# Scalable Sustainability

We'll use the Planetary Computer's hub managed [Dask Gateway](https://gateway.dask.org/) to quickly spin up a Dask cluster.

In [None]:
from dask_gateway import GatewayCluster

cluster = GatewayCluster()
cluster.scale(64)
client = cluster.get_client()

cluster

## Cloud-free composite

This example will create a cloud-free composite of some Sentinel-2 Level 2-A scenes over Redmond, Washington. The Planetary Computer's [STAC API](https://planetarycomputer.microsoft.com/api/stac/v1) helps us find just the scenes we need. Xarray, Dask, and NumPy will do the computation to remove the clouds.

In [None]:
import rasterio.features
import pystac_client

bbox = [-122.28, 47.55, -121.96, 47.75]

stac = pystac_client.Client.open(
    "https://planetarycomputer.microsoft.com/api/stac/v1"
)

search = stac.search(
    collections=["sentinel-2-l2a"],
    bbox=bbox,
    datetime="2016-01-01/2020-12-31",
    query={"eo:cloud_cover": {"lt": 25}},
)

items = list(search.get_items())
print(len(items))

The metadata at https://planetarycomputer.microsoft.com/api/stac/v1 is completely public and anonymously accessible.

The Planetary Computer's *data* files, the actual COGS, are typically in private blob storage accounts.

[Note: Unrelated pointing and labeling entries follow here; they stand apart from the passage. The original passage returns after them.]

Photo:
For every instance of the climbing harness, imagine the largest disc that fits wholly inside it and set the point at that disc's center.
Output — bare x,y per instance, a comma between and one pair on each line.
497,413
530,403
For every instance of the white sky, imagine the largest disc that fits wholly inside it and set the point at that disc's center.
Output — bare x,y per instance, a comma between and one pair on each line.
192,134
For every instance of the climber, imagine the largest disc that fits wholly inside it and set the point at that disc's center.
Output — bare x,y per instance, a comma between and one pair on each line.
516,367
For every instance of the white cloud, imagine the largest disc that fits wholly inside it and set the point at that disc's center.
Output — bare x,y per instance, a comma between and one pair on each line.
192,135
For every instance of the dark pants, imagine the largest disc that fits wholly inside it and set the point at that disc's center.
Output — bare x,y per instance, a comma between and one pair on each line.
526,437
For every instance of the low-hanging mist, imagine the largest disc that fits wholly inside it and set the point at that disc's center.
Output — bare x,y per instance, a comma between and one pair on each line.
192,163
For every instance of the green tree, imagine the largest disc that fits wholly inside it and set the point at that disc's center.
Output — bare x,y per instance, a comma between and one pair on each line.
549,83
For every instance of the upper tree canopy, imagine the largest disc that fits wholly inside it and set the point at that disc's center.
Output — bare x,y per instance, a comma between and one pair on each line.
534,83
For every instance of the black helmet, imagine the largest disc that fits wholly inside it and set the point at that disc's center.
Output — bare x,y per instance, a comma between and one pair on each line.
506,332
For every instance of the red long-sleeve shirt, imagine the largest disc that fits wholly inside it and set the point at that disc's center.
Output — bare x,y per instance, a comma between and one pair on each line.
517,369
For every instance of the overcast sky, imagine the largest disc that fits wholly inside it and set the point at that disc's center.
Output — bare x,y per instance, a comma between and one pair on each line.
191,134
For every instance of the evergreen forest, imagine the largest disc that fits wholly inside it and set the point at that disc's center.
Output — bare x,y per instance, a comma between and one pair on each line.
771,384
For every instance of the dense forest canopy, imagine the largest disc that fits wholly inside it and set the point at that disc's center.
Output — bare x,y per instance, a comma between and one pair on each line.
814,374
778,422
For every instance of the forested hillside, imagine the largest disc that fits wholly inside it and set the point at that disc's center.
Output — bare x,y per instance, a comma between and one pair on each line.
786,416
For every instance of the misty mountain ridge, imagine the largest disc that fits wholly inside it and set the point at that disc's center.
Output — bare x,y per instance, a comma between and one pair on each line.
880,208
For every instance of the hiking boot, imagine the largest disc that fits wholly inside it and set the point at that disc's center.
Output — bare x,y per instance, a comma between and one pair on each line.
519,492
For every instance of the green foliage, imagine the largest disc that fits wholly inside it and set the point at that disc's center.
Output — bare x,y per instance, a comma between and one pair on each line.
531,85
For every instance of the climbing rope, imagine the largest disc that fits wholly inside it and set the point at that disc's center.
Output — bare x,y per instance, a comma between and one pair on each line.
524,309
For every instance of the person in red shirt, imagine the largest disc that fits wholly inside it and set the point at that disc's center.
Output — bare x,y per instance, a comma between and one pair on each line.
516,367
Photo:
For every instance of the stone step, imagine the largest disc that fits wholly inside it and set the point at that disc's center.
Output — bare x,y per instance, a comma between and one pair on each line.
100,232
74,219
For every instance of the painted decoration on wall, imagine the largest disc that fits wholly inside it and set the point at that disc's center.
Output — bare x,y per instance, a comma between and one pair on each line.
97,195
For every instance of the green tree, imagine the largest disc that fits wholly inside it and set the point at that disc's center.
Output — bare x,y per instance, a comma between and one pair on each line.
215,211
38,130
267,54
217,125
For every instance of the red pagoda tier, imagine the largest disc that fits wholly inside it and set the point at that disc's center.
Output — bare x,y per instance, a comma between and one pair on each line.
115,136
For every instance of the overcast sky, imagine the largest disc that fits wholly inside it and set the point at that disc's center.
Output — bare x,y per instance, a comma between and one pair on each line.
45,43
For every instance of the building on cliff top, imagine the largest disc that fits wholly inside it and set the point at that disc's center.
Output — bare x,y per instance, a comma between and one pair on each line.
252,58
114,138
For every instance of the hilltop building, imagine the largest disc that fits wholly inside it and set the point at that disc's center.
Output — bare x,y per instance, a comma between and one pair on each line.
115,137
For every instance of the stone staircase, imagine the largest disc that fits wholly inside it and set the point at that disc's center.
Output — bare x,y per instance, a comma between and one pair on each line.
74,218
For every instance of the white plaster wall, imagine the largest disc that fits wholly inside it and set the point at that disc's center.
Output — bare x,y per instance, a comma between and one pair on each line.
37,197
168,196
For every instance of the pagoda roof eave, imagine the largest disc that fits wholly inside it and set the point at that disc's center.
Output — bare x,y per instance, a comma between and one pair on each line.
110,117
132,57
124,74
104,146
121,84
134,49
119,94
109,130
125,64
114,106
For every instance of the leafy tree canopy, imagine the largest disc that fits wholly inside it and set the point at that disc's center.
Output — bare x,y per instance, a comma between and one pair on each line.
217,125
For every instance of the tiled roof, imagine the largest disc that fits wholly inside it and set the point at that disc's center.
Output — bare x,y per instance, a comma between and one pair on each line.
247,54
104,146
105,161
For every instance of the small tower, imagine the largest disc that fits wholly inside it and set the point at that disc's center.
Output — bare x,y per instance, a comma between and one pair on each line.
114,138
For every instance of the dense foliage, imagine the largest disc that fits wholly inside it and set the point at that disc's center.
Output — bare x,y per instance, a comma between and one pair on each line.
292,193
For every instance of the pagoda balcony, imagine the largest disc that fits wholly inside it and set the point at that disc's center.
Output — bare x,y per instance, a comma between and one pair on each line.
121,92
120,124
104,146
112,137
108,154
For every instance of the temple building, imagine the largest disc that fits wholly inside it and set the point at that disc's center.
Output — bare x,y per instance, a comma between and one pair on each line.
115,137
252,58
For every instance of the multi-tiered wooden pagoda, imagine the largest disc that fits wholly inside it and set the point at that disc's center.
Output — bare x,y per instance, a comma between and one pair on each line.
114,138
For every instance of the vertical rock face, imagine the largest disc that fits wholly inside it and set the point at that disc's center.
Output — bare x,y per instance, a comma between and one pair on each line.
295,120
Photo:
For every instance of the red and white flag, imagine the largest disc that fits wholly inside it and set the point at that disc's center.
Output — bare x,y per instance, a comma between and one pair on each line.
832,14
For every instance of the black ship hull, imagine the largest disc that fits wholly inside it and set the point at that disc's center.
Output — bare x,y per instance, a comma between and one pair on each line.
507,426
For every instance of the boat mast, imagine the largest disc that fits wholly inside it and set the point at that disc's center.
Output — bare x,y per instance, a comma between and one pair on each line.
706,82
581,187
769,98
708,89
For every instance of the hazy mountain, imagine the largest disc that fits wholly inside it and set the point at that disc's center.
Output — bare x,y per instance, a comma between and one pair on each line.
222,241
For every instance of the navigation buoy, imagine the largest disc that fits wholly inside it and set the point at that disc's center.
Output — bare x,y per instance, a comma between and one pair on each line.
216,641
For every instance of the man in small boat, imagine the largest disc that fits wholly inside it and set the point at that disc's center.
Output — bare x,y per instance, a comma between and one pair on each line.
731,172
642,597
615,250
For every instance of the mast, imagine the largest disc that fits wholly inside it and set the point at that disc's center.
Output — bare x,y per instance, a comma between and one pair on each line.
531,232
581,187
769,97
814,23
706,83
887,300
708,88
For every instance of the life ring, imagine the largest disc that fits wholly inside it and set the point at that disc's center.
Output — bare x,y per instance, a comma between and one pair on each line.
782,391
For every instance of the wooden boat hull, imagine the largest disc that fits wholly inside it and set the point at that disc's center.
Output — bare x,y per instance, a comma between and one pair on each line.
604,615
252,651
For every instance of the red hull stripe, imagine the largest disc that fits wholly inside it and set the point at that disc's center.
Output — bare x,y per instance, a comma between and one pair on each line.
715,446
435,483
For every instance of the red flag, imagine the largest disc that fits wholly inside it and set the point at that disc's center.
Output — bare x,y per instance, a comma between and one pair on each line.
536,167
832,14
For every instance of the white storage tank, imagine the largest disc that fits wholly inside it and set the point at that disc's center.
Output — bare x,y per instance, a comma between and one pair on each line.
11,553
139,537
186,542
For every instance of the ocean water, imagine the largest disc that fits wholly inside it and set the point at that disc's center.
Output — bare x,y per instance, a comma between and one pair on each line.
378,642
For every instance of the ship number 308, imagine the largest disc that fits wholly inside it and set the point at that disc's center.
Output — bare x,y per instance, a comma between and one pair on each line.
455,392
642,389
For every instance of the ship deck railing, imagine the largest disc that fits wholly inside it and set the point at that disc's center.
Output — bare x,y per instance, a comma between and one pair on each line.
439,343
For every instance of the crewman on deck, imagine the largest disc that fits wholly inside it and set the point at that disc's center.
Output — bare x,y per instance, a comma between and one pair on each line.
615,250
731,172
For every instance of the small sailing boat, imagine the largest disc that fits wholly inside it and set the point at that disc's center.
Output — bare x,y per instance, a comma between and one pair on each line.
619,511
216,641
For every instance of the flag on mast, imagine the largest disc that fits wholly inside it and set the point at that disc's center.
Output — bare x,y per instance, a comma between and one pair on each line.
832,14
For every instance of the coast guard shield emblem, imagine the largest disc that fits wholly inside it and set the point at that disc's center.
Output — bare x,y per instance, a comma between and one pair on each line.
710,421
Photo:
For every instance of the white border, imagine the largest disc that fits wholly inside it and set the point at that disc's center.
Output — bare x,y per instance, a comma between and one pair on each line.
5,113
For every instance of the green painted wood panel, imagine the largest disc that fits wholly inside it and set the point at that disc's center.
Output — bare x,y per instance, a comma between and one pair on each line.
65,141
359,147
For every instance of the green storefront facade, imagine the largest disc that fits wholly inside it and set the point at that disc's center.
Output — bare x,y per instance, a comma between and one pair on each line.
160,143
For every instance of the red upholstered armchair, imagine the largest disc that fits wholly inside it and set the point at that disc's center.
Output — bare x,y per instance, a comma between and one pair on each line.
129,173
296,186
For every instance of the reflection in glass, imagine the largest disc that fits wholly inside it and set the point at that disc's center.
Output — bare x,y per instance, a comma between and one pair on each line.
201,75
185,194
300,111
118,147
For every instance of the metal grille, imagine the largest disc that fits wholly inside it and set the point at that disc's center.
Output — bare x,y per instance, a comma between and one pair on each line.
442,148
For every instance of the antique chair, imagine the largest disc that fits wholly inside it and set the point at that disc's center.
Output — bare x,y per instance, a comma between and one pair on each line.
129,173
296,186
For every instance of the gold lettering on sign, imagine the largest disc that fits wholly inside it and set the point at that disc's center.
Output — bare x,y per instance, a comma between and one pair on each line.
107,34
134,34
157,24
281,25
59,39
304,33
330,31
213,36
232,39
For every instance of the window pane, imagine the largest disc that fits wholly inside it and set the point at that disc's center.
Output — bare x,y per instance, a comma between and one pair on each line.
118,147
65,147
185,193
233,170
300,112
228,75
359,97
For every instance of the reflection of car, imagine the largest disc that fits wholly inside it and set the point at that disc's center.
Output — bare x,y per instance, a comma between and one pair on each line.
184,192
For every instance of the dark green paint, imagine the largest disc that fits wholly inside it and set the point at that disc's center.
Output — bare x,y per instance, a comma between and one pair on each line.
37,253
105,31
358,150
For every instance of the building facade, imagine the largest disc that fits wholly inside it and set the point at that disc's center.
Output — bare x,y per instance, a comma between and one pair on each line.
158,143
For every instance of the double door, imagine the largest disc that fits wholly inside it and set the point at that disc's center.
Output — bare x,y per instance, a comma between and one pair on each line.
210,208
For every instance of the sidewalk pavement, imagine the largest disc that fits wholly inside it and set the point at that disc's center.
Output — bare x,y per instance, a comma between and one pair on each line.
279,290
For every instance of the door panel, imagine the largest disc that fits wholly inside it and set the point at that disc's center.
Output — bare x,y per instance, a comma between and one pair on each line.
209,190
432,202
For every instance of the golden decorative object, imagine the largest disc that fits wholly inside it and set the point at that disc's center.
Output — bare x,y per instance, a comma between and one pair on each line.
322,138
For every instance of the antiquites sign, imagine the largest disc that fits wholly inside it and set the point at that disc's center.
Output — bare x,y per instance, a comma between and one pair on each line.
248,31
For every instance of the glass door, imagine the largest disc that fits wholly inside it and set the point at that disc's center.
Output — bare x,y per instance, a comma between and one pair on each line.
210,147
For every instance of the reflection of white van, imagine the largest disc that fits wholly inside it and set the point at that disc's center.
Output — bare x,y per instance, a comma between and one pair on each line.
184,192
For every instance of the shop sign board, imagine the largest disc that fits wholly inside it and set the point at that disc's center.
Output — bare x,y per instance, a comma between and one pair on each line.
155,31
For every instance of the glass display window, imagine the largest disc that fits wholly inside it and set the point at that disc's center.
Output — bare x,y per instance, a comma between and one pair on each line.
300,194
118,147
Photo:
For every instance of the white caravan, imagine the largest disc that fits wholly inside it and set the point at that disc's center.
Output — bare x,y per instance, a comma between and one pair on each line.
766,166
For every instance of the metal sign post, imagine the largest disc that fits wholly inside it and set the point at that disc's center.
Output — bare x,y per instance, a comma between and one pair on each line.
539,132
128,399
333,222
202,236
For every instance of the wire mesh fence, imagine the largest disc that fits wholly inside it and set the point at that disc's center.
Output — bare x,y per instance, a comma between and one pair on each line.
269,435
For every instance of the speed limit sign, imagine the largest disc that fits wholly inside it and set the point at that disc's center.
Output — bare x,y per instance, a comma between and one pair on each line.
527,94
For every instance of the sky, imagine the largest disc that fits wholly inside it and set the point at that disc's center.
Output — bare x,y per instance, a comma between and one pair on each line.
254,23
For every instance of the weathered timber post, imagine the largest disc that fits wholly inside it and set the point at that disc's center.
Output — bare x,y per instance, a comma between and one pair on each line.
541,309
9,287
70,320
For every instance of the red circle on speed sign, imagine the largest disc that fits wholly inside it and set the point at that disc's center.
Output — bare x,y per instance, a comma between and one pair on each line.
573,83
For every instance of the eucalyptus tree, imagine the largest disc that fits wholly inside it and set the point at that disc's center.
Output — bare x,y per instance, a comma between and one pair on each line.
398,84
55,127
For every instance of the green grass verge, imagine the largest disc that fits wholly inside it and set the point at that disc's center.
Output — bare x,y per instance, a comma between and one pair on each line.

But they can be accessed anonymously by signing the items.

In [None]:
import planetary_computer

signed_items = [
    planetary_computer.sign(item).to_dict() for item in items
]

We'll use `stackstac` to quickly go from STAC items to a DataArray.

In [None]:
import stackstac

data = (
    stackstac.stack(
        signed_items,
        assets=["B04", "B03", "B02"],  # red, green, blue
        chunksize=4096,
        resolution=30,
    )
    .where(lambda x: x > 0)  # sentinel-2 uses 0 as nodata
    .assign_coords(band=lambda x: x.common_name.rename("band"))  # use common names
)
data = data.persist()
data

We'll remove clouds by taking the median over time. We have a timeseries of points at each pixel. Since clouds come and go, the median pixel is not likely to be cloudy.

In [None]:
median = data.median(dim="time")
median

In [None]:
import xrspatial.multispectral

image = xrspatial.multispectral.true_color(
    *median
)
image = image.chunk({"x": 710, "y": 710}).persist()
image

stackstac has a handy `show` method to help visualize data that's on a cluster.

In [None]:
from ipyleaflet import FullScreenControl

m = stackstac.show(
    image.assign_coords(epsg=data.coords["epsg"]).isel(band=slice(3)),
    range=[40, 255]
)
m.scroll_wheel_zoom = True
m.add_control(FullScreenControl())
m

That was nice, but we have all the power of a mature, domain-agnostic library like xarray! For example, suppose you don't want to combine images from January with images from July (you want to see snowy areas, for example). xarary provides a nice, high-level API to do just that:

In [None]:
monthly = data.groupby("time.month").median().compute()

In [None]:
import xarray as xr
import matplotlib.pyplot as plt

In [None]:
images = [
    xrspatial.multispectral.true_color(*x) for x in monthly
]
images = xr.concat(images, dim="time")

In [None]:
g = images.plot.imshow(
    x="x", y="y", rgb="band", col="time", col_wrap=3, figsize=(12, 16)
)
for ax in g.axes.flat:
    ax.set_axis_off()

plt.tight_layout()

# Animatring Hurricane Florence

This example builds off an example from the [pytroll documentation](https://github.com/pytroll/pytroll-examples/blob/main/satpy/GOES-16%20ABI%20-%20True%20Color%20Animation%20-%20Hurricane%20Florence.ipynb). We'll make a short animation of Hurricane Florence as it moves across the Atlantic Ocean, using the [GOES-R Cloud & Moisture Imagery](https://planetarycomputer.microsoft.com/dataset/goes-cmi) product.

In [None]:
import urllib.request

import contextily as ctx
import geopandas
import matplotlib.animation as animation
import matplotlib.pyplot as plt
import numpy as np
import pandas as pd
import planetary_computer
import pystac_client
import rioxarray
import xarray as xr

NOAA maintains a database of "storm tracks" which show the path that hurricanes and tropical storms take. We'll use it to find the position of Hurricane Florence.

In [None]:
file, _ = urllib.request.urlretrieve(
    "https://www.ncei.noaa.gov/data/international-best-track-archive-for-"
    "climate-stewardship-ibtracs/v04r00/access/netcdf/IBTrACS.NA.v04r00.nc"
)
# The storm id comes from the text file in
# https://www.ncei.noaa.gov/data/international-best-track-archive-for-climate-stewardship-ibtracs
# /v04r00/access/netcdf/
# The name of this file changes with the update date, so we can't access it programatically.
STORM_ID = b"2018242N13343"
ds = xr.open_dataset(file)
storm_loc = (ds.sid == STORM_ID).argmax().item()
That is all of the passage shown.